A few years ago I was in a workshop on "Collaboration" at Dragon*Con. I can't remember the name of the writer who first talked about dwarves, but he sat on this panel and told us about one collaborative effort.
This writer had written a pilot for a Network. He'd finished it, and given it to the producer. The producer read through his treatment, nodded a few times. Then he finished and looked at the writer and said, "I like it, but… I'd like to see a dwarf and a cottage in this. Put it in and I'll buy it."
The writer decided the guy was nuts, but he was the one with the check book. The pilot was a city drama. Cops, guns blazing, blood saturating the pavement. Where would a dwarf and cottage fit in? He went home contemplating drink, and called a friend to complain.
After listening to the writer's rant, the friend said, "Look, obviously he sees something wrong with the script. Figure out what it is, fix it, and damn-well, don't put in any dwarves!" The two brainstormed into the wee hours of the night till they realized what the real problem was. They fixed the screenplay without the dwarf. The producer accepted it.
Many months later, when first working on this essay, I had this funny gnome with his tiny hands pulling on my pant leg, saying, "Something's wrong with your story."
“What would that be?" I asked him.
"I'm not a dwarf."
I look down at him. He's right. But his advice is always indirect.
Okay, True: Gerry isn't a dwarf. He doesn't even have a cottage. I think he lives in the walls of my house. He’s not a muse. He's not a dwarf. Dwarves are a bit bigger.
What he's really trying to tell me-in his obscure fashion-is that everything really started with the Jabberwocky. Now Gerry's laughing, because he knows that it took me a while to see that to begin with. As long as I saw his point it doesn't matter. That's part of his job. How not being a dwarf can remind me about the Jabberwocky is part of his own weird mystery.
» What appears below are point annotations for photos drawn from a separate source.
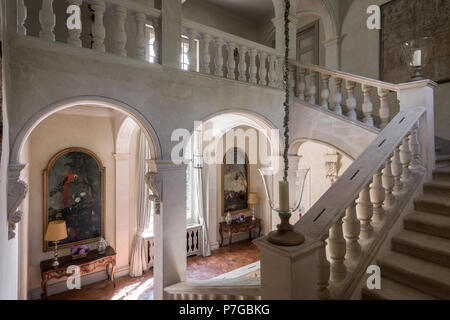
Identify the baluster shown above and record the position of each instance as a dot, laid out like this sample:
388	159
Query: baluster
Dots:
388	184
242	63
206	55
337	97
219	57
397	170
253	70
302	84
98	28
231	64
323	272
414	146
405	158
384	107
312	87
337	250
192	50
21	18
262	68
364	210
377	195
156	27
325	93
367	106
351	100
47	20
120	35
352	229
140	36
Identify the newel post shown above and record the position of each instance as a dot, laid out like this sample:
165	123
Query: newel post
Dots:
421	94
289	273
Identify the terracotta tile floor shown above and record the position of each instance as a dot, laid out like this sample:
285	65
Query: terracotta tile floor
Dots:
198	268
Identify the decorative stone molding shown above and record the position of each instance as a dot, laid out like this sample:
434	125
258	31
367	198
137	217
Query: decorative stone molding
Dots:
17	191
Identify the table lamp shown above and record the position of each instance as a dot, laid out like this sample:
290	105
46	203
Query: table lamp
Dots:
56	231
253	200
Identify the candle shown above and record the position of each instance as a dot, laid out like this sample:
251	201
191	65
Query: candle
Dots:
284	195
417	58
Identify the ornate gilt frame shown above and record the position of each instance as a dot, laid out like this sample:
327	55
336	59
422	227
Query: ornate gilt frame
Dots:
102	170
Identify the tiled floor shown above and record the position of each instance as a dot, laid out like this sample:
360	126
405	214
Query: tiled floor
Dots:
198	268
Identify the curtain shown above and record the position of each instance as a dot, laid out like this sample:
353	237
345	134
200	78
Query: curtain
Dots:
197	192
139	255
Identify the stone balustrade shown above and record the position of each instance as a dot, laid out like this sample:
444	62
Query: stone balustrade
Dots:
228	56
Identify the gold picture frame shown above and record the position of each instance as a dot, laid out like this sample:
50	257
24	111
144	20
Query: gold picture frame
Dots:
81	201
You see, the Jabberwocky—and yes, that’s an agent— sent me a rejection letter for my second novel. Whiffling and burbling, this Carroll creature informed me in a letter, typed on a real typewriter, that my story was interesting, but it had Gerry's hand prints all over it.
Little known fact: Gnomes and all of his kind make Jabberwockies and all their kind—editors and agents—rather ill. Gnomes, apparently, are more distressing than young warrior sons carrying vorpal swords.
Well, perhaps it's not a little known fact. But it’s the invisible Gnome or Dwarf Prints that confuse everyone else Not in the Know. It is disguised as bad writing. It takes practice to catch it or see it.
Anything to do with any gnome or dwarf in a cottage for that matter, make the Jabberwocky hold sample chapters as far as he can from his person, while holding his nose. As soon as he can, he rejects it. No doubt with eyes flaming with indignation and rimmed red. Jabberwockies and their cousins are highly allergic to anything tainted with Gnomes and all of their kind. Tolerances vary.
The Jabberwocky was perfectly right. Once I looked again at my work, my own eyes were rimmed red. Unfortunately I'm not as allergic to Gerry as I'd like to be. If I were, I'd notice when he interfered with my work. I cried instead.
Fortunately, the Jabberwocky wrote me a rejection letter that wasn't a form letter. It was brutal, and honest. It was the best thing that happened to me.
I started seeing Gerry's handwriting, and knew—sort of—what to do with it. I started learning from him how to catch what was wrong.
Gerry's giving me that look again, because you see, when I first read the rejection letter, I didn't see it as a great thing. I cried for a solid hour. I contemplated giving up. Some of my friends and family know how difficult my way back to writing had been, as well as how much room for improvement I still have. But the Jabberwocky and my gnome have given me some of the best tools I can use to climb my cliff-faced mountain towards my goal.
With a pat on my knee my funny Gnome tells me I'm getting to the point. You see, the Jabberwocky was quite right. My standards were too low. Both the Jabberwocky and my funny Gnome had this advice: When something is wrong with your work, Fix It!